Yes, we are officially technically in a recovery

The National Bureau of Economic Research is the generally-recognized referee for setting the starting and ending dates of recessions. Their September 20, 2010 statement explains their scoring of the most recent recession, which they judge began in December 2007 and ended in June 2009, which is the "trough month" in their terminology:

The trough marks the end of the recession that began in December 2007 and the beginning of an expansion. The recession lasted 18 months, which makes it the longest of any recession since World War II. Previously the longest postwar recessions were those of 1973-75 and 1981-82, both of which lasted 16 months.

In determining that a trough occurred in June 2009, the committee did not conclude that economic conditions since that month have been favorable or that the economy has returned to operating at normal capacity. Rather, the committee determined only that the recession ended and a recovery began in that month. A recession is a period of falling economic activity spread across the economy, lasting more than a few months, normally visible in real GDP, real income, employment, industrial production, and wholesale-retail sales. The trough marks the end of the declining phase and the start of the rising phase of the business cycle. Economic activity is typically below normal in the early stages of an expansion, and it sometimes remains so well into the expansion.

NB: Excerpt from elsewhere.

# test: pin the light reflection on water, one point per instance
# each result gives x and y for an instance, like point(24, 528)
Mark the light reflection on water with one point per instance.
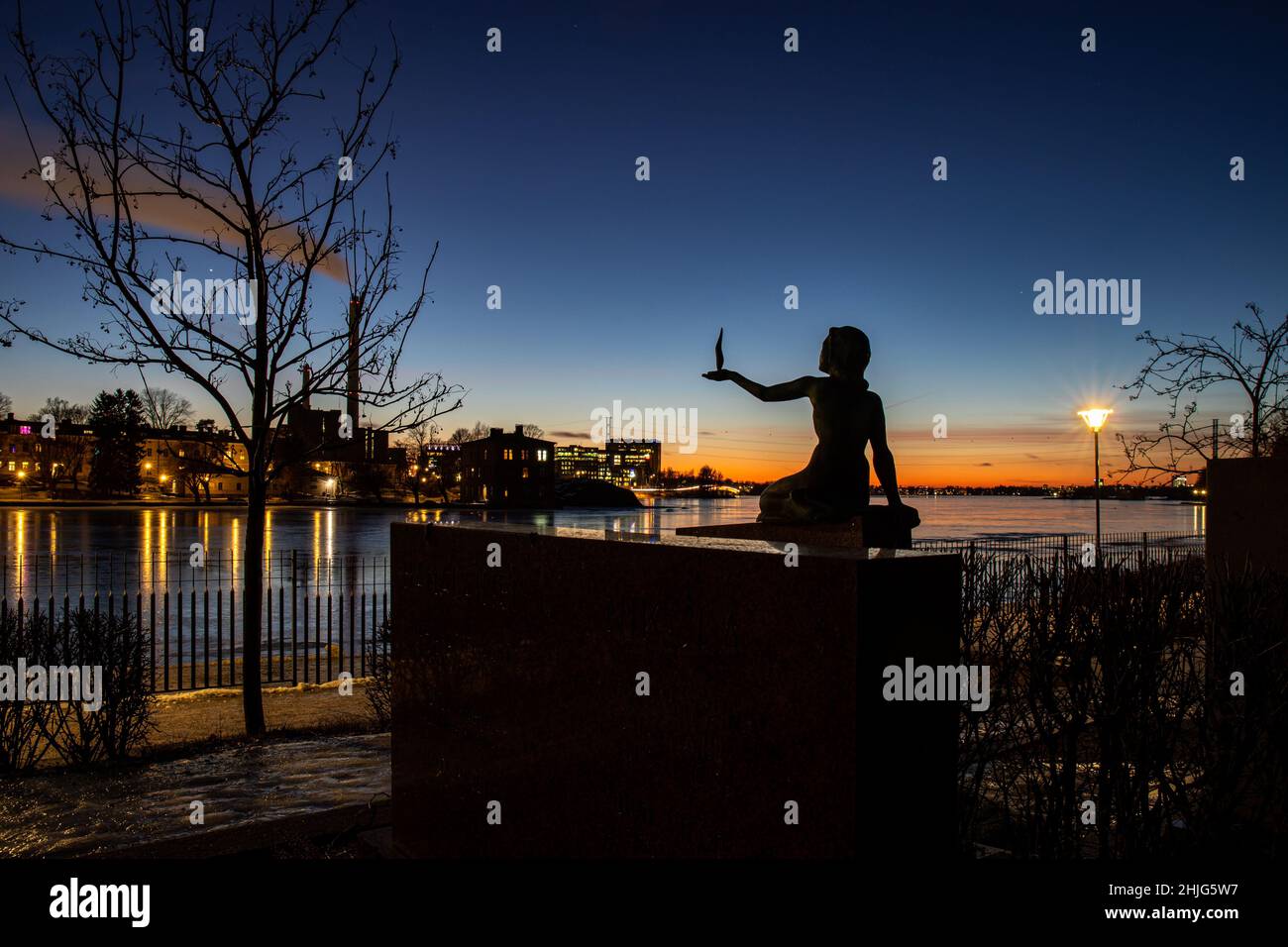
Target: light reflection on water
point(156, 540)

The committee decided that any future downturn of the economy would be a new recession and not a continuation of the recession that began in December 2007. The basis for this decision was the length and strength of the recovery to date.
The Great Depression contained two distinct recessions, as illustrated in this chart of Paul Krugman's from his blog post Glenn Beck and the Fed, 1935 02/02/2011.

The Great Depression is conventionally dated from 1929 to 1939 or so. Wartime production, which began well before the attack on Pearl Harbor, finally brought employment back to non-depression levels. But there were two official recessions within that longer period.